Hendrickx’s collection is a homage to rural Ohio life; pastoral scenes and recycled household items find their way into almost every frame and sculpture. The Landscapes & Crosses exhibit demonstrates his strong connection to Knox County and how the spiritual and artistic mind can flourish in even the most remote places. 

In his landscapes, Hendrickx uses bright pastels to paint fields of soybeans, lazy cows grazing in fields and lonely silos set against backdrops of streaming clouds. The effect is cheerful and strongly reminiscent of country folk art. In Knox County Underground, Hendrickx depicts the sweeping farm fields with egg tempera, a fast-drying paint containing egg yolk. He then imagines the layers of earth and sediment lying beneath the fields with bright blue and yellow strokes. This method breaks landscape and soil into respective blocks of color, resulting in a minimalist product. 

In Knox County Stripes, Hendrickx depicts an empty freeway stretching toward distant mountains. Zebra-striped fields flank either side of the road — a distinctive and perhaps odd way of depicting the farm fields, and yet, surprisingly effective. Hendrickx’s eclectic way of using color calls to mind Van Gogh’s work, and in particular The Sower, where the sky is painted a vivid, psychedelic green. 

Landscapes & Crosses also includes a set of wooden crosses carved from discarded junk wood. In Confessions, Hendrickx’s sculpture cross is a montage of various wood pieces: recycled clothespins, slabs from packaging boxes, etc. “The crosses represent my conversation with God. They come from my eventual acceptance of the imperfect, incomplete, impermanent and the broken. In the disparate, discarded wood pieces that have coalesced into the cross format, I find that their aged quality and traces of lost function speak to these conditions in life,” Hendrickx wrote. 

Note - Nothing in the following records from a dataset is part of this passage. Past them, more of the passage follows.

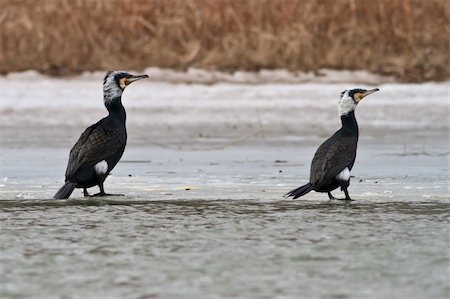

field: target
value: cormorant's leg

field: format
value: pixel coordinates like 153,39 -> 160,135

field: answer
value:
344,188 -> 352,200
328,191 -> 337,200
93,182 -> 124,196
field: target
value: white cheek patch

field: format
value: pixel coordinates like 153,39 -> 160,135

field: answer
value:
336,167 -> 350,181
94,160 -> 108,175
119,78 -> 127,89
338,93 -> 356,116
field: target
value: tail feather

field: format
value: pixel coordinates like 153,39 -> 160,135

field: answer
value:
284,183 -> 312,199
53,182 -> 77,199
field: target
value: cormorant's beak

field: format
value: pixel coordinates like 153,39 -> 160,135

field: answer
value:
355,88 -> 379,103
125,75 -> 148,85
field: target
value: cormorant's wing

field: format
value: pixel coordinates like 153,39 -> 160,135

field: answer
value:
310,131 -> 358,185
66,120 -> 125,178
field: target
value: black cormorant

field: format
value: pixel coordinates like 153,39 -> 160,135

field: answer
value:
285,88 -> 379,200
54,71 -> 148,199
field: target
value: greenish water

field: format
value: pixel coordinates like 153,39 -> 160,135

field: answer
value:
0,198 -> 450,298
0,145 -> 450,299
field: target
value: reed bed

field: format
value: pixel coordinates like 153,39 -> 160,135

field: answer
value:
0,0 -> 450,82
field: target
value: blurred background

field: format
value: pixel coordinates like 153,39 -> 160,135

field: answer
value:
0,0 -> 450,82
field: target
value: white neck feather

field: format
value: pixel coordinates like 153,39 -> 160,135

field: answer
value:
338,91 -> 356,116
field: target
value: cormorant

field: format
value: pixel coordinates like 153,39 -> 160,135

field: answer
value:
54,71 -> 148,199
285,88 -> 379,200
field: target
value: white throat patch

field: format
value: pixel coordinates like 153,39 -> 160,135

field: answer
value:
94,160 -> 108,175
336,167 -> 350,181
338,90 -> 356,116
103,72 -> 123,104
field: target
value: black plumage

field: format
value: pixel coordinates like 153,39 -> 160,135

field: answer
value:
285,89 -> 378,200
54,71 -> 148,199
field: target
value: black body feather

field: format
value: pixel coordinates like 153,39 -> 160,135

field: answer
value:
285,111 -> 359,199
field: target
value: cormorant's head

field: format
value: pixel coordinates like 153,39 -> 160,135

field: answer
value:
103,71 -> 148,99
339,88 -> 379,116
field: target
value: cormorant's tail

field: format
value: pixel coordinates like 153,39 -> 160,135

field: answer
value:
284,183 -> 312,199
53,182 -> 77,199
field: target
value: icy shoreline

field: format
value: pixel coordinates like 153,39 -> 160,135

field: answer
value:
0,69 -> 449,148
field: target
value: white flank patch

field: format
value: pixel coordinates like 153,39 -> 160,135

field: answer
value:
338,90 -> 356,116
336,167 -> 350,181
94,160 -> 108,174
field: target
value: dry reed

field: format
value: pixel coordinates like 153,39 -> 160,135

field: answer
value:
0,0 -> 450,82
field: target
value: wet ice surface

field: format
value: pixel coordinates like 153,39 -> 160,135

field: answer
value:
0,72 -> 450,299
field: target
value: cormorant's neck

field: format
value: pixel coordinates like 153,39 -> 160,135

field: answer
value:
104,96 -> 127,122
341,110 -> 358,134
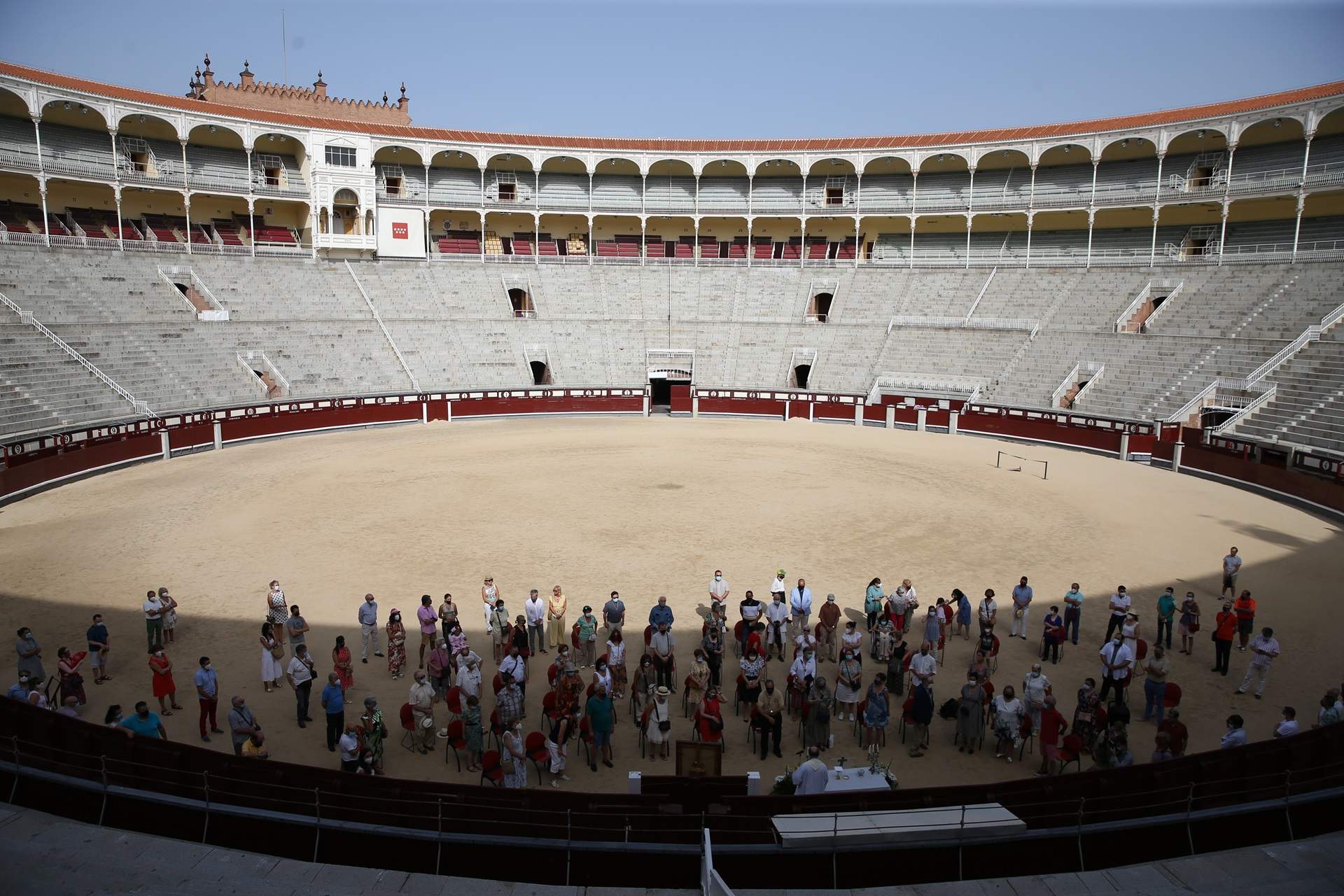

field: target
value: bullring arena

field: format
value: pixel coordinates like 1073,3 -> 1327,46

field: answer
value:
0,24 -> 1344,896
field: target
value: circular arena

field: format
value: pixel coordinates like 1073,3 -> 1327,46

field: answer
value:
0,18 -> 1344,893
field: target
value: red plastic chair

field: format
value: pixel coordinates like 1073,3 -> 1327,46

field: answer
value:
398,703 -> 415,752
481,750 -> 504,788
523,731 -> 551,788
444,719 -> 466,772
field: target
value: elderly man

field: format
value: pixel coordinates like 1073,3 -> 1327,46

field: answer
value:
789,579 -> 812,642
359,594 -> 383,662
407,669 -> 433,754
649,622 -> 676,693
1235,627 -> 1280,700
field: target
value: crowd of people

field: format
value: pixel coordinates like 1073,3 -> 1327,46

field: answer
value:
7,547 -> 1344,792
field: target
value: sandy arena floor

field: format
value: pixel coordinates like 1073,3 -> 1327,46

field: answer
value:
0,418 -> 1344,790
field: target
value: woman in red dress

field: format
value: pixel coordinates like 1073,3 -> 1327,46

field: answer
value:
332,634 -> 355,690
149,643 -> 181,716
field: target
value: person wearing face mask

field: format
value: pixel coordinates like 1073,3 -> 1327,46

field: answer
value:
764,594 -> 789,662
193,657 -> 225,743
817,594 -> 840,662
751,678 -> 783,760
1098,631 -> 1134,703
836,650 -> 863,722
149,643 -> 181,716
121,700 -> 168,740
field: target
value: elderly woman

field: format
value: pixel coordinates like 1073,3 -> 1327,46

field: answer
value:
802,676 -> 834,750
995,685 -> 1024,762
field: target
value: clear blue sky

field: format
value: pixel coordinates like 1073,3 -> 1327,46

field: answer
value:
0,0 -> 1344,137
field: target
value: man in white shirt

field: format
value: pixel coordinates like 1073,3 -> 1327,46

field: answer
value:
789,579 -> 812,642
910,640 -> 938,697
789,648 -> 817,688
1098,631 -> 1134,703
764,594 -> 789,662
1236,627 -> 1278,700
793,746 -> 830,797
1274,706 -> 1300,738
1106,586 -> 1130,640
710,570 -> 729,606
523,589 -> 547,653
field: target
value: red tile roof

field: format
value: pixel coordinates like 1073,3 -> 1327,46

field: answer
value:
0,60 -> 1344,153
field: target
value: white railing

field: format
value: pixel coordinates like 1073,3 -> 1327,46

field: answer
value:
345,260 -> 419,392
0,293 -> 151,419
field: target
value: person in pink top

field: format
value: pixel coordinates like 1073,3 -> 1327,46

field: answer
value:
415,594 -> 438,669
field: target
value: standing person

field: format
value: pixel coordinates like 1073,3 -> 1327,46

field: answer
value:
321,672 -> 345,752
1065,582 -> 1084,646
85,612 -> 111,685
793,747 -> 831,797
140,589 -> 164,648
481,576 -> 505,629
1176,591 -> 1199,655
764,594 -> 789,662
1106,584 -> 1130,640
415,594 -> 438,669
1142,643 -> 1170,722
738,591 -> 764,654
1233,591 -> 1255,653
1235,627 -> 1280,700
332,634 -> 355,693
258,622 -> 285,693
225,696 -> 260,756
1153,586 -> 1176,650
523,589 -> 550,655
285,643 -> 313,728
649,622 -> 676,693
863,575 -> 887,634
1210,601 -> 1236,677
1008,576 -> 1032,640
359,594 -> 383,662
57,648 -> 89,706
750,678 -> 783,762
789,579 -> 812,645
1218,545 -> 1242,596
266,579 -> 289,646
285,603 -> 311,653
545,586 -> 570,650
995,685 -> 1023,762
957,672 -> 985,755
1098,631 -> 1134,703
1157,706 -> 1189,757
583,682 -> 620,771
387,607 -> 406,681
159,589 -> 177,643
817,594 -> 840,662
359,697 -> 387,775
13,626 -> 47,688
602,591 -> 625,639
1036,696 -> 1068,776
979,589 -> 999,634
710,570 -> 729,608
193,657 -> 225,743
149,643 -> 181,716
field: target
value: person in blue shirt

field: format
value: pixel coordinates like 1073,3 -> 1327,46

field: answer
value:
121,700 -> 168,740
323,672 -> 345,752
649,596 -> 672,629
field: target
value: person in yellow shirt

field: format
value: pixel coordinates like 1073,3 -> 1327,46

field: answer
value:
546,586 -> 570,649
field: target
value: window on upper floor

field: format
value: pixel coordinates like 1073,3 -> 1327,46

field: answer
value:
327,146 -> 355,168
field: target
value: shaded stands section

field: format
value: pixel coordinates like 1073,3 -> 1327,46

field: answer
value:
0,700 -> 1344,888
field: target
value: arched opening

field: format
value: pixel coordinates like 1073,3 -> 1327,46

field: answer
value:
508,286 -> 538,321
332,190 -> 360,237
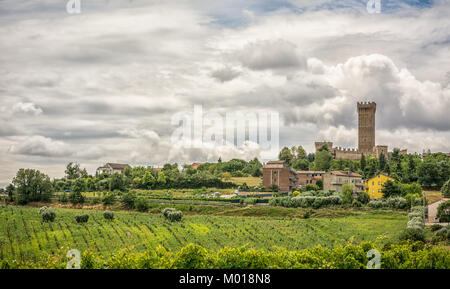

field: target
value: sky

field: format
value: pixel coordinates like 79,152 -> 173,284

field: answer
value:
0,0 -> 450,185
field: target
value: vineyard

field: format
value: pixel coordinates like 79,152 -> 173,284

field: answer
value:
0,206 -> 407,261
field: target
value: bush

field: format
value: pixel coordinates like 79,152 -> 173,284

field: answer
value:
58,192 -> 69,203
430,224 -> 444,232
303,210 -> 313,219
357,192 -> 370,204
39,207 -> 56,222
102,193 -> 116,206
69,192 -> 85,205
441,179 -> 450,198
163,208 -> 183,222
352,200 -> 362,208
75,215 -> 89,223
305,184 -> 319,191
103,211 -> 114,220
399,228 -> 425,242
134,197 -> 149,212
244,198 -> 258,205
120,192 -> 136,209
437,201 -> 450,223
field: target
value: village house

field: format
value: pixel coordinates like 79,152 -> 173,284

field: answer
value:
263,161 -> 298,192
297,171 -> 325,187
97,163 -> 131,175
323,171 -> 364,192
364,174 -> 395,199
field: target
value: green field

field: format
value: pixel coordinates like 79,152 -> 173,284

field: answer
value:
0,206 -> 407,261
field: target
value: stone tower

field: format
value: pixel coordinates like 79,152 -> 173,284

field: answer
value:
357,102 -> 377,154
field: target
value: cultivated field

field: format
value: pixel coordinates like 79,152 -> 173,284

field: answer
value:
0,205 -> 407,261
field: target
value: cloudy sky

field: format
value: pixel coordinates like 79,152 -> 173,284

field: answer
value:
0,0 -> 450,184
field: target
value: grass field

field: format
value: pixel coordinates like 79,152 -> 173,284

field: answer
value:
0,206 -> 407,261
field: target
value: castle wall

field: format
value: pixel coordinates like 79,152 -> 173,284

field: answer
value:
357,102 -> 377,154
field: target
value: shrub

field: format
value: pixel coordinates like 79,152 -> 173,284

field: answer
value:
437,201 -> 450,223
399,228 -> 425,242
357,192 -> 370,204
75,215 -> 89,223
303,210 -> 312,219
134,197 -> 149,212
430,224 -> 444,232
441,179 -> 450,198
91,197 -> 102,205
102,193 -> 116,206
163,208 -> 183,222
39,207 -> 56,222
352,200 -> 362,208
120,192 -> 136,209
58,192 -> 69,203
69,192 -> 85,205
103,211 -> 114,220
305,184 -> 319,191
244,198 -> 258,205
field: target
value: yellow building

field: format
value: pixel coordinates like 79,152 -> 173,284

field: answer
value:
364,174 -> 395,199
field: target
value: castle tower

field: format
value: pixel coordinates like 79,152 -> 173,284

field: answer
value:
357,102 -> 377,154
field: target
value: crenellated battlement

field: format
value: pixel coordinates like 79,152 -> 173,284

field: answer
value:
357,101 -> 377,109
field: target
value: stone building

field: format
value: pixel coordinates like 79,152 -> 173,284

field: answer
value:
263,161 -> 297,192
357,102 -> 377,154
323,171 -> 364,192
314,102 -> 407,160
297,171 -> 325,187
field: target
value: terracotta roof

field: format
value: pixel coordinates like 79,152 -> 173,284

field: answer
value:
297,171 -> 325,174
331,171 -> 362,178
264,161 -> 285,169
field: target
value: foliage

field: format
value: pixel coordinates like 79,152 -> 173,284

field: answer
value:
2,238 -> 450,269
134,196 -> 149,212
342,184 -> 353,205
69,192 -> 85,205
436,201 -> 450,223
39,206 -> 56,222
441,179 -> 450,198
75,215 -> 89,223
103,211 -> 114,220
120,191 -> 136,209
102,193 -> 116,206
163,208 -> 183,222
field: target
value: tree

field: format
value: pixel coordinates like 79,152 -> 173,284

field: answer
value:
278,147 -> 294,166
296,146 -> 306,160
72,178 -> 86,193
156,172 -> 167,187
12,169 -> 53,205
441,179 -> 450,198
360,154 -> 366,171
316,179 -> 323,190
142,171 -> 156,189
5,184 -> 16,202
342,184 -> 353,205
65,162 -> 87,180
109,173 -> 124,191
314,150 -> 333,171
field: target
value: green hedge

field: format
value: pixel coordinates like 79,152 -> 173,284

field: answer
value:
0,242 -> 450,269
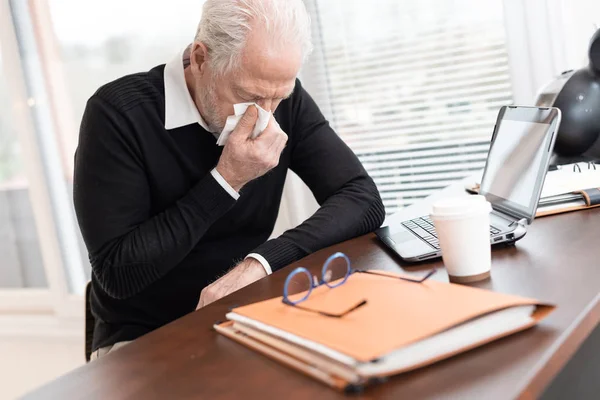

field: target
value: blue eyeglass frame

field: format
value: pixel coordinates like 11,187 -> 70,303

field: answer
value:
283,251 -> 352,305
282,251 -> 436,310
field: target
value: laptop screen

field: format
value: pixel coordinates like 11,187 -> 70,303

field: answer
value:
481,108 -> 555,223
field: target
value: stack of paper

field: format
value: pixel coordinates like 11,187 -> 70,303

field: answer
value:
215,273 -> 553,390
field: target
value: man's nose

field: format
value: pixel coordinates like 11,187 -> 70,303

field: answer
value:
257,99 -> 273,111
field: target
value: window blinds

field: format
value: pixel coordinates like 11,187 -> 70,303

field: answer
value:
302,0 -> 512,214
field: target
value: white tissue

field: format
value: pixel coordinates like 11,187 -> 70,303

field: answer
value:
217,103 -> 271,146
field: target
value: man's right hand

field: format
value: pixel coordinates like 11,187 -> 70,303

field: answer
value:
217,106 -> 288,192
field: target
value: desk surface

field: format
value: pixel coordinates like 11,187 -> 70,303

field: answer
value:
26,185 -> 600,399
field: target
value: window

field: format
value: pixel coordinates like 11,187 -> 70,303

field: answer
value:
302,0 -> 512,214
0,44 -> 48,289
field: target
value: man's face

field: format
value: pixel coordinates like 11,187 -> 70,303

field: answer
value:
192,30 -> 301,132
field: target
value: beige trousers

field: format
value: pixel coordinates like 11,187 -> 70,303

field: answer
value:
90,341 -> 131,361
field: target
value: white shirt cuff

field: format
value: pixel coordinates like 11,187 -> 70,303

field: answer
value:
210,168 -> 240,200
245,253 -> 273,275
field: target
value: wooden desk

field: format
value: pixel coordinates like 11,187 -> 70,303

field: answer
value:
26,185 -> 600,399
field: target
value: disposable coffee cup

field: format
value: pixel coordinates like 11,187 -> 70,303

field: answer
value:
431,196 -> 492,283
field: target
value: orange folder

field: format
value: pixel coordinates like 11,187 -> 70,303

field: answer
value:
215,273 -> 554,387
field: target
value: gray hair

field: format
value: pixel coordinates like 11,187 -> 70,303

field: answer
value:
196,0 -> 312,73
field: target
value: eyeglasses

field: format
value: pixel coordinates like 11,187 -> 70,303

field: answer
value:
282,252 -> 435,318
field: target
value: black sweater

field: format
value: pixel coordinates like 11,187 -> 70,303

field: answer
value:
74,65 -> 384,349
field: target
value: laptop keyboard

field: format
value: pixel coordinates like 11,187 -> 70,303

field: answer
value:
402,216 -> 500,250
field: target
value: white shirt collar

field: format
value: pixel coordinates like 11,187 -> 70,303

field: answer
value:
165,49 -> 210,132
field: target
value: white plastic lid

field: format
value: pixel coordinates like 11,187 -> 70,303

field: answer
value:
431,195 -> 492,220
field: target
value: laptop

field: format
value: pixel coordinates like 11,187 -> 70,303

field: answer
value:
375,106 -> 561,262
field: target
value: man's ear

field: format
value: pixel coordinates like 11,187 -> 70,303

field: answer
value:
190,41 -> 208,74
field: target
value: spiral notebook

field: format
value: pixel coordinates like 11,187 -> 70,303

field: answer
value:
465,162 -> 600,218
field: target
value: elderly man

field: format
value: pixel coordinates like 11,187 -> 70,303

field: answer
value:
74,0 -> 384,357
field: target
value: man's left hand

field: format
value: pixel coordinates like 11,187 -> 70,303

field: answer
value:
196,258 -> 267,310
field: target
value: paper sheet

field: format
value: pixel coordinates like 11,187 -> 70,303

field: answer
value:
541,165 -> 600,198
217,103 -> 271,146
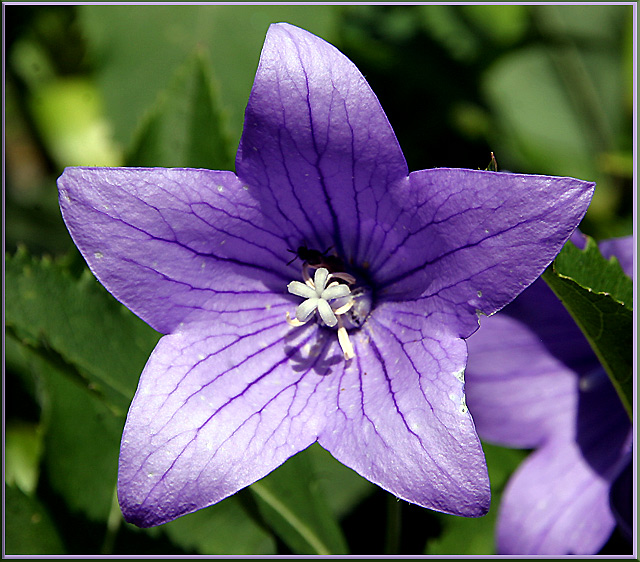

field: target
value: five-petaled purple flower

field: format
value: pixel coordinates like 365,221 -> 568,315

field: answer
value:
59,24 -> 593,526
467,232 -> 633,555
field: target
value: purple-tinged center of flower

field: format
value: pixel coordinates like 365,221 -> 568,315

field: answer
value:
287,249 -> 372,359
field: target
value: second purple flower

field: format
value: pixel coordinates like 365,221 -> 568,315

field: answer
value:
58,24 -> 593,527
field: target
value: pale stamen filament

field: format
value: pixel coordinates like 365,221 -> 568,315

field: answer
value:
338,316 -> 356,361
286,263 -> 355,360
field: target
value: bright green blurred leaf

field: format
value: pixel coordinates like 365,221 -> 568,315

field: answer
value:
425,443 -> 526,555
79,4 -> 336,147
482,5 -> 631,220
2,484 -> 65,558
30,78 -> 122,166
161,497 -> 276,555
458,4 -> 529,45
250,451 -> 348,555
542,238 -> 633,417
127,51 -> 233,170
4,420 -> 42,494
5,250 -> 158,414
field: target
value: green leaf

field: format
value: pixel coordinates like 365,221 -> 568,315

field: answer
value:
482,4 -> 632,225
40,352 -> 125,522
425,443 -> 527,555
3,484 -> 66,558
303,443 -> 378,519
5,250 -> 159,415
162,497 -> 276,555
250,451 -> 348,555
4,420 -> 42,494
127,50 -> 233,170
542,238 -> 633,417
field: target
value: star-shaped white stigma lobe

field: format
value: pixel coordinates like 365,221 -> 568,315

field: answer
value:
287,267 -> 351,327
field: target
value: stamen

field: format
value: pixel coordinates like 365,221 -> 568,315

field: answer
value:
286,263 -> 355,360
286,311 -> 306,328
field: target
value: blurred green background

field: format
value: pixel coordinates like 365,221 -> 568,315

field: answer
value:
3,4 -> 634,554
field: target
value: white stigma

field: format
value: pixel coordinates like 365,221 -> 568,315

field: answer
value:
287,267 -> 351,328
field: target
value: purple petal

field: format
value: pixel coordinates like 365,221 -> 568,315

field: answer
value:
118,308 -> 335,527
318,304 -> 490,517
466,315 -> 578,448
466,281 -> 598,447
609,452 -> 634,541
574,366 -> 632,474
497,439 -> 615,555
58,168 -> 291,333
370,169 -> 594,337
236,23 -> 408,262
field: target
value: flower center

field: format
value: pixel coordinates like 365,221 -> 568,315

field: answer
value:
287,252 -> 371,360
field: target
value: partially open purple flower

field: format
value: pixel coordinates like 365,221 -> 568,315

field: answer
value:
467,232 -> 633,555
58,24 -> 593,526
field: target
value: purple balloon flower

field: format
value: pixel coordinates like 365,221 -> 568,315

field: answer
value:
466,232 -> 633,555
59,24 -> 593,526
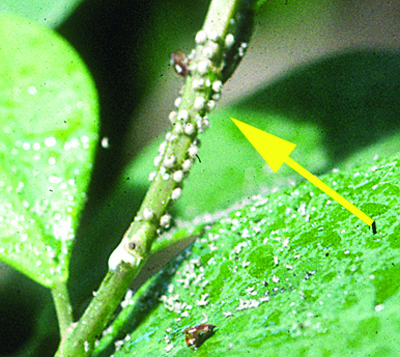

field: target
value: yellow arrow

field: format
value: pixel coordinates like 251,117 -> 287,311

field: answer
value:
231,118 -> 376,228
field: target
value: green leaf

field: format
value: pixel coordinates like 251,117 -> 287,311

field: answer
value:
122,51 -> 400,220
0,0 -> 82,27
115,152 -> 400,357
0,15 -> 98,286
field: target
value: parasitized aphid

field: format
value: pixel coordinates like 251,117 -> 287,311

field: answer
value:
184,324 -> 217,349
171,50 -> 189,78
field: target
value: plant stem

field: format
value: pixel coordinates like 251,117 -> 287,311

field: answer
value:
56,0 -> 255,357
51,283 -> 73,336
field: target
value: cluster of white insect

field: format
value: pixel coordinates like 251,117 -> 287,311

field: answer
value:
142,30 -> 234,228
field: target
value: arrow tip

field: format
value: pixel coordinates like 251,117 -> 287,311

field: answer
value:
231,118 -> 296,172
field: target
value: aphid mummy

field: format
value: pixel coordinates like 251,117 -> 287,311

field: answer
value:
184,324 -> 217,349
168,110 -> 178,124
171,50 -> 189,78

This Friday, the Schnormeier Gallery will hold a gallery talk on the exhibit at 5 p.m. A reception will follow from 6 to 8 p.m. Visiting the Schnormeier Gallery exhibits and attending events there are easy ways for Kenyon students to connect with the Knox County community by getting acquainted with local artists’ work. The Knox Area Transit shuttle stops by Mount Vernon Square every hour, and the Schnormeier Gallery is just a couple blocks away, located conveniently beside Mount Vernon’s coffee shop Happy Bean.